Teardrop

Teardrop by Lauren Kate




It is such a secret place, the land of tears.

—ANTOINE DE SAINT-EXUPéRY,

THE LITTLE PRINCE





PROLOGUE





PREHISTORY


So this was it:

Dusky amber sunset. Humidity tugging on lazy sky. Lone car hauling up the Seven Mile Bridge, toward the airport in Miami, toward a flight that wouldn’t be caught. Rogue wave rising in the water east of the Keys, churning into a monster that would baffle oceanographers on the evening news. Traffic stopped at the mouth of the bridge by construction-suited men staging a temporary roadblock.

And him: the boy in the stolen fishing boat a hundred yards west of the bridge. His anchor was down. His gaze hung on the last car allowed to cross. He had been there for an hour, would wait only moments more to watch—no, to oversee the coming tragedy, to make sure that this time everything went right.

The men posing as construction workers called themselves the Seedbearers. The boy in the boat was a Seedbearer, too, the youngest in the family line. The car on the bridge was a champagne-colored 1988 Chrysler K-car with two hundred thousand on the odometer and a duct-taped rearview mirror. The driver was an archaeologist, a redhead, a mother. The passenger was her daughter, a seventeen-year-old from New Iberia, Louisiana, and the focus of the Seedbearers’ plans. Girl and mother would be dead in minutes … if the boy didn’t mess anything up.

His name was Ander. He was sweating.

He was in love with the girl in the car. So here, now, in the soft heat of a late Florida spring, with blue herons chasing white egrets through a black opal sky, and the stillness of the water all around him, Ander had a choice: fulfill his obligations to his family, or—

No.

The choice was simpler than that:

Save the world, or save the girl.

The car passed the first mile marker out of seven on the long bridge to the city of Marathon in the central Florida Keys. The Seedbearers’ wave was aimed at mile four, just past the midpoint of the bridge. Anything from a slight dip in temperature to the velocity of the wind to the texture of the seafloor could alter the wave’s dynamic. The Seedbearers had to be ready to adapt. They could do this: craft a wave out of the ocean using antediluvian breath, then drop the beast on a precise location, like a needle on a turntable, letting hellish music loose. They could even get away with it. No one could prosecute a crime he didn’t know had been committed.

Wave crafting was an element of the Seedbearers’ cultivated power, the Zephyr. It wasn’t dominance over water, but rather an ability to manipulate the wind, whose currents were a mighty force upon the ocean.
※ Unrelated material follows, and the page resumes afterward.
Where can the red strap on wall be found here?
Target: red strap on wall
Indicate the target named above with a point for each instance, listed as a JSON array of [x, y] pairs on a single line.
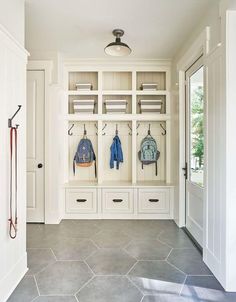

Ander had been raised to revere the Zephyr as divinity, though its origins were murky: it had been born in a time and place about which the elder Seedbearers no longer spoke.

For months they had spoken only of their certainty that the right wind under the right water would be powerful enough to kill the right girl.

The speed limit was thirty-five. The Chrysler was going sixty. Ander wiped sweat from his brow.

Pale blue light shone within the car. Standing in his boat, Ander couldn’t see their faces. He could see just two crowns of hair, dark orbs against the headrests. He imagined the girl on her phone, texting a friend about her vacation with her mother, making plans to see the neighbor with the splash of freckles across her cheeks, or that boy she spent time with, the one Ander could not stand.